The use of plastic, steel and other non-biodegradable products have had tremendous impact on the country’s environmental degradation and litter problem. Although the use of plastic bags is being banned in some cities, littering habits have not changed among the population and plastic is still being used by most of the population as a cheaper alternative to biodegradable products. Such habits are not just a concern because of cleanliness but are also very harmful for the environment. An article from the Department of States of Science and Technology in India states:
“As conventional plastics are persistent in the environment, improperly disposed plastic materials are a significant source of environmental pollution, potentially harming life. The plastic sheets or bags do not allow water and air to go into earth which causes reduction in fertility status of soil, preventing degradation of other normal substances, depletion of underground water source and danger to animal life. In the seas too, plastic rubbish – from ropes and nets to the plastic bands from beer packs -choke and entangle the marine mammals.”
However, there is a legislation being passed to ban the use of non-biodegradable products and to impose fines for littering, but it has not come into serious effect. The state environmental secretary, RPS Kahlon, has stated that “We do not have any legal provision against plastic littering. But eventually, we have to enact a law so that an offender does not get away by throwing plastic bags and sachets. Spot-fines could be introduced to penalize offenders.” As the number of ‘offenders’ are large, with the habit of littering very prominent among Indian people, it makes it an uphill struggle to achieve.
Other Sanitation Problems
There are a number of other sanitation problems which dirty the streetscapes of India apart from littering. This includes spitting, using public spaces for toiletry needs as a result of the lack of good public toilets.
“the entire Indian population has greater access to mobile phones than toilets”
It is a somewhat paradoxical fact that “the entire Indian population has greater access to mobile phones than toilets” as reported by United Nations. This lack of public toilet facilities and unclean facilities inside public toilets, results in people using open street spaces for toiletry needs.
Professor Jayati Ghosh from JNU admits that:
“Sanitation remains our worst concern. India is the least improved country when it comes to access to proper sanitation. In some places, modern toilets have been set up but they have no water. We have the largest population in the world that defecates in the open.”
Nearly 60% of Indians are found to defecate in public as a result of lack of proper toilet facilities. The need for public toilets is a matter that requires urgent attention but lack of infrastructure and strains in economy has caused inaction and even indifference towards maintaining proper public facilities in the country.
Spitting on the streets is another habitual Indian concern. Although in the West it is considered rude and a social taboo, in India it has become socially acceptable. It is not only visually unpleasant to see, but can spread bacterial diseases and is a major health concern of which most of the population is unaware.
As Sharell from Culture Shock in India states:
“Apart from spitting being an unsightly habit, the main problem is that it can spread disease. This is a particular concern, as an incurable strain of tuberculosis (which is transmitted via droplets released when an infected person spits, coughs, or sneezes) has been identified in India.”

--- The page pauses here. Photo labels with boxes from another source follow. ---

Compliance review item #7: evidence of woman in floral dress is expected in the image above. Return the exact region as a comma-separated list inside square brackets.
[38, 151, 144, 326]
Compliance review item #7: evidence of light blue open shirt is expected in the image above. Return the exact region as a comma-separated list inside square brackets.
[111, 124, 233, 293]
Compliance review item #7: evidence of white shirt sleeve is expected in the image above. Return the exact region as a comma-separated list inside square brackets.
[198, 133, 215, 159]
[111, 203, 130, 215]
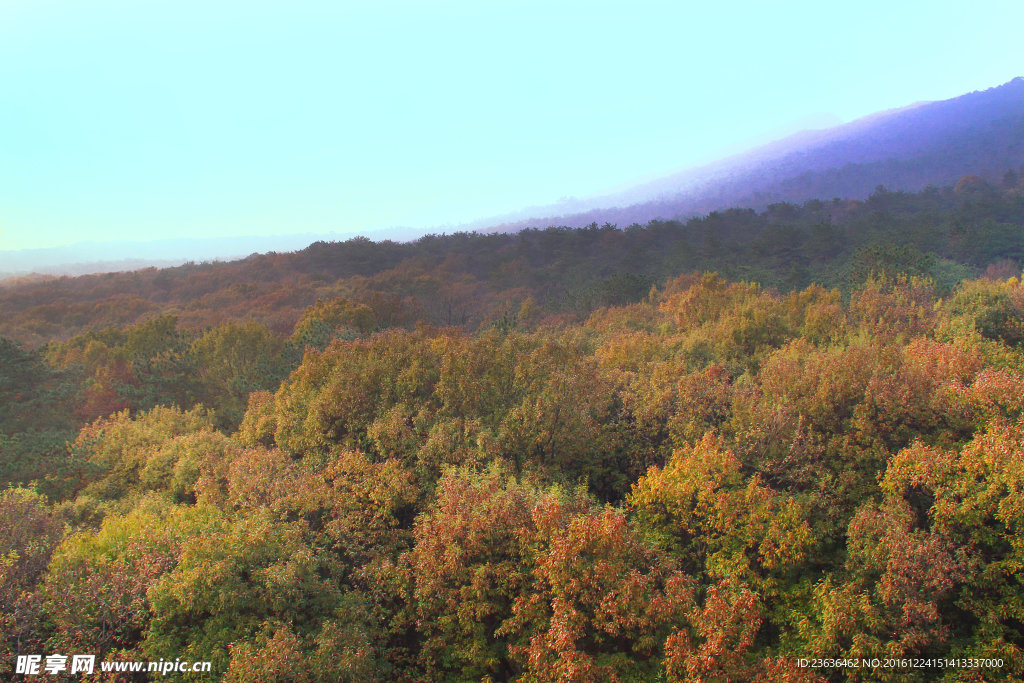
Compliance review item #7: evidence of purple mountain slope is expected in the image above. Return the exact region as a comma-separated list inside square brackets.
[474, 78, 1024, 231]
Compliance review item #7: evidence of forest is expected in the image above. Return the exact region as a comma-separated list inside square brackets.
[0, 171, 1024, 683]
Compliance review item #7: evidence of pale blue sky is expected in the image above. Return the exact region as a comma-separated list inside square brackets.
[0, 0, 1024, 250]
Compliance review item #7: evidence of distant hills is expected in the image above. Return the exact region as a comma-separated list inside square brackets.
[473, 78, 1024, 231]
[0, 78, 1024, 279]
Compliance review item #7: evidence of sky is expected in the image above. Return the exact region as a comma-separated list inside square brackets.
[0, 0, 1024, 251]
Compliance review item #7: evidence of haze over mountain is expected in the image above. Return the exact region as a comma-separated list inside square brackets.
[471, 77, 1024, 231]
[0, 78, 1024, 278]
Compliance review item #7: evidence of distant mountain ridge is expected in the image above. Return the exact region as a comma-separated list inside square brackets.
[473, 77, 1024, 231]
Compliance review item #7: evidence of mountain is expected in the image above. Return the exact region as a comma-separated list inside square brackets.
[473, 77, 1024, 231]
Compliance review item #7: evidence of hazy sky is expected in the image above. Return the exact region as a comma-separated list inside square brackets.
[0, 0, 1024, 250]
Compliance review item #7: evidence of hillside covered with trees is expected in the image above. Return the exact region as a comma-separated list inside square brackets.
[0, 178, 1024, 683]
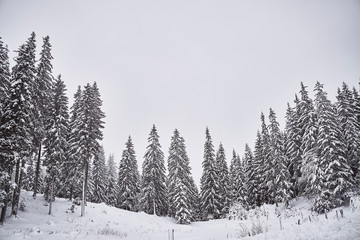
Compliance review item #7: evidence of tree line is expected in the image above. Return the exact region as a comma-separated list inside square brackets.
[0, 33, 360, 224]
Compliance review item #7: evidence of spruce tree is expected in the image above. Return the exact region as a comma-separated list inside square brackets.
[200, 128, 221, 220]
[216, 143, 231, 217]
[90, 146, 107, 203]
[167, 129, 198, 223]
[336, 83, 360, 182]
[314, 82, 353, 212]
[62, 86, 83, 200]
[140, 125, 168, 216]
[0, 37, 11, 223]
[32, 36, 54, 198]
[249, 131, 266, 206]
[244, 144, 258, 208]
[0, 33, 36, 219]
[117, 136, 140, 211]
[44, 75, 69, 215]
[269, 108, 292, 206]
[284, 96, 302, 196]
[260, 113, 275, 203]
[106, 154, 118, 206]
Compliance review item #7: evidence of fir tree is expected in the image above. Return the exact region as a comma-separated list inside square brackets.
[336, 83, 360, 182]
[269, 108, 292, 206]
[0, 33, 35, 219]
[32, 36, 53, 198]
[90, 146, 107, 203]
[244, 144, 257, 208]
[62, 86, 82, 200]
[44, 75, 69, 214]
[106, 154, 118, 206]
[140, 125, 168, 216]
[117, 136, 140, 211]
[216, 143, 231, 217]
[260, 113, 275, 203]
[249, 131, 266, 206]
[314, 82, 353, 212]
[284, 96, 302, 196]
[200, 128, 221, 219]
[168, 129, 198, 223]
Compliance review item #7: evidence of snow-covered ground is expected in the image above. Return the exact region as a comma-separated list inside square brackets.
[0, 192, 360, 240]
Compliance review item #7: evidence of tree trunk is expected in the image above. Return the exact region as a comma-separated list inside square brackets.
[11, 156, 20, 215]
[84, 161, 89, 206]
[0, 167, 12, 225]
[33, 143, 41, 198]
[81, 160, 86, 217]
[49, 176, 54, 215]
[12, 157, 25, 217]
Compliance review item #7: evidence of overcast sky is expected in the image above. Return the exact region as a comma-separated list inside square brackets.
[0, 0, 360, 186]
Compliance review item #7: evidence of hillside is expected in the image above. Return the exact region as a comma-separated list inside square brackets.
[0, 192, 360, 240]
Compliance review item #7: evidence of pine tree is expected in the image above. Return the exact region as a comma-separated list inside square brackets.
[260, 113, 275, 203]
[296, 83, 318, 193]
[62, 86, 83, 200]
[0, 37, 11, 223]
[140, 125, 168, 216]
[200, 128, 221, 219]
[314, 82, 353, 212]
[75, 83, 105, 216]
[167, 129, 198, 223]
[250, 131, 266, 206]
[90, 146, 107, 203]
[0, 37, 10, 118]
[117, 136, 140, 211]
[32, 36, 54, 198]
[269, 108, 292, 206]
[216, 143, 231, 217]
[44, 75, 69, 215]
[336, 83, 360, 182]
[106, 154, 118, 206]
[0, 33, 35, 219]
[285, 96, 302, 197]
[244, 144, 257, 208]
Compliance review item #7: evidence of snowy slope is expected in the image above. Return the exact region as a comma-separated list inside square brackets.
[0, 192, 360, 240]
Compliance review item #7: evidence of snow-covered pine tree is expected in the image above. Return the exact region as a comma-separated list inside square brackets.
[314, 82, 353, 212]
[0, 37, 10, 118]
[44, 75, 69, 215]
[244, 143, 258, 208]
[260, 113, 275, 203]
[229, 149, 237, 205]
[0, 37, 11, 223]
[296, 82, 318, 194]
[216, 143, 231, 218]
[71, 83, 105, 216]
[173, 178, 192, 224]
[284, 95, 302, 197]
[140, 125, 168, 216]
[90, 146, 107, 203]
[60, 86, 82, 200]
[106, 154, 118, 206]
[251, 131, 266, 206]
[167, 129, 199, 223]
[0, 33, 36, 218]
[336, 83, 360, 183]
[22, 158, 35, 191]
[200, 128, 221, 220]
[269, 108, 292, 206]
[117, 136, 140, 211]
[32, 36, 54, 198]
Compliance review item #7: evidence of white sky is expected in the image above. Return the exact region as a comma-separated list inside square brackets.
[0, 0, 360, 186]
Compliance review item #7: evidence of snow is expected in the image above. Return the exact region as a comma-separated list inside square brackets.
[0, 191, 360, 240]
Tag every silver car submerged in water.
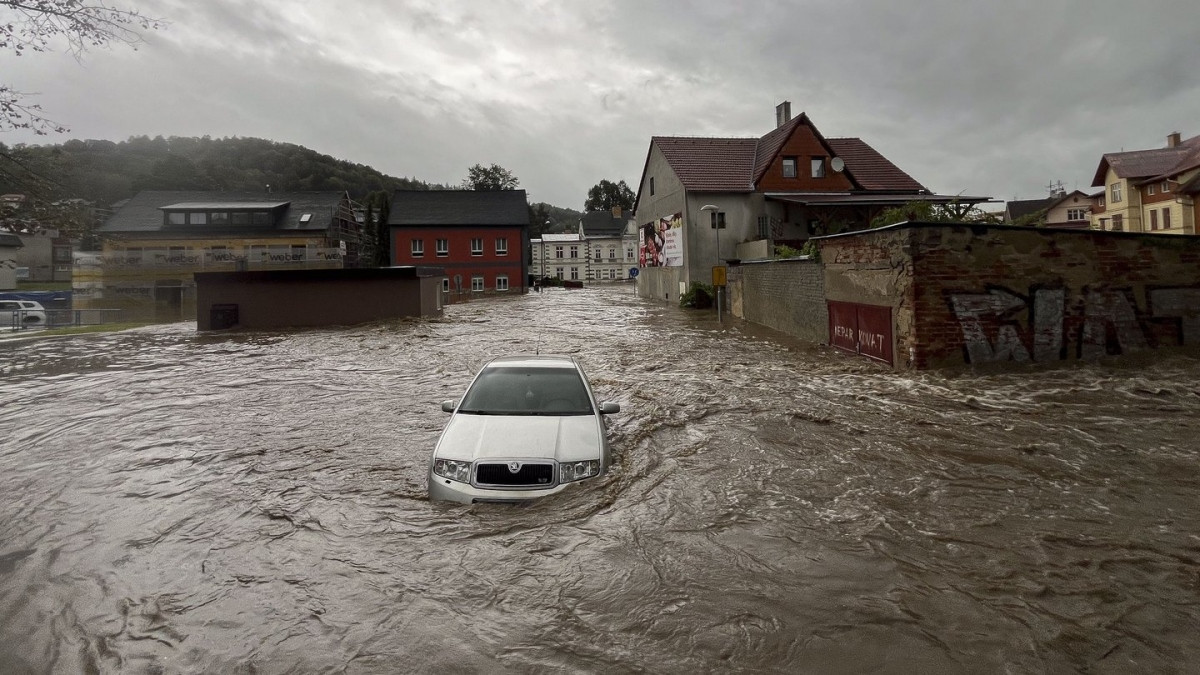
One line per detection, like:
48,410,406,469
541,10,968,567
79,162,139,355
428,356,620,504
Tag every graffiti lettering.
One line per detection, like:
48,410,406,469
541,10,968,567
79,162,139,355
949,283,1200,363
858,330,887,352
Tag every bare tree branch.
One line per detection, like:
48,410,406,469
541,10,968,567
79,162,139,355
0,0,167,136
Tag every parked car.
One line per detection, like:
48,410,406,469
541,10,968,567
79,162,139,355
428,356,620,503
0,300,46,329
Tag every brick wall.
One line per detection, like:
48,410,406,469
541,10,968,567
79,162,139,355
818,223,1200,369
728,258,829,342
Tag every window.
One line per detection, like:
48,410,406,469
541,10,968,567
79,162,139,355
784,157,796,178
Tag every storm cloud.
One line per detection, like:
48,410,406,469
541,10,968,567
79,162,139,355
0,0,1200,209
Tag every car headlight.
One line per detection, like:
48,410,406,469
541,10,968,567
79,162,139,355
433,459,470,483
558,460,600,483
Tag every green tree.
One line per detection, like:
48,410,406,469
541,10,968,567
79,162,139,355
373,193,391,267
583,180,635,213
0,0,166,136
462,165,521,190
871,201,991,227
529,203,554,239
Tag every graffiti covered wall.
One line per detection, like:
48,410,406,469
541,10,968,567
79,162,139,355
822,223,1200,368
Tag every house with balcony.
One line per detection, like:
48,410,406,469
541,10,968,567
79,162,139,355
529,231,588,281
634,101,989,301
82,186,361,321
388,190,529,295
580,207,637,281
1092,132,1200,234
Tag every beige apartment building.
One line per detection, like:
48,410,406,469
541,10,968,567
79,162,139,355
1092,132,1200,234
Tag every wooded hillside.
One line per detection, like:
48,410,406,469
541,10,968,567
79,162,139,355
0,136,445,207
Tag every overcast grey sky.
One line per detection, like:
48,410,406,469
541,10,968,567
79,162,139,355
0,0,1200,209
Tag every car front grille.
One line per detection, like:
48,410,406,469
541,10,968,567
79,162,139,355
475,462,554,488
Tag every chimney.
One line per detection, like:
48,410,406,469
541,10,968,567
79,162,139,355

It is therefore important to educate the Indian population about the harmful effects of spitting, and take relevant action against it.
Overall, such research clearly illustrates that Indian public spaces are poorly maintained. As the population in India continues to grow into the billions, with economic limitations, it has been difficult for Indians to give particular attention to their outside environment. Sanitation problems such as litter, lack of public toilets and spitting on the streets are a growing concern which hinders not only the quality of the environment but also the global image of Indian society as a whole.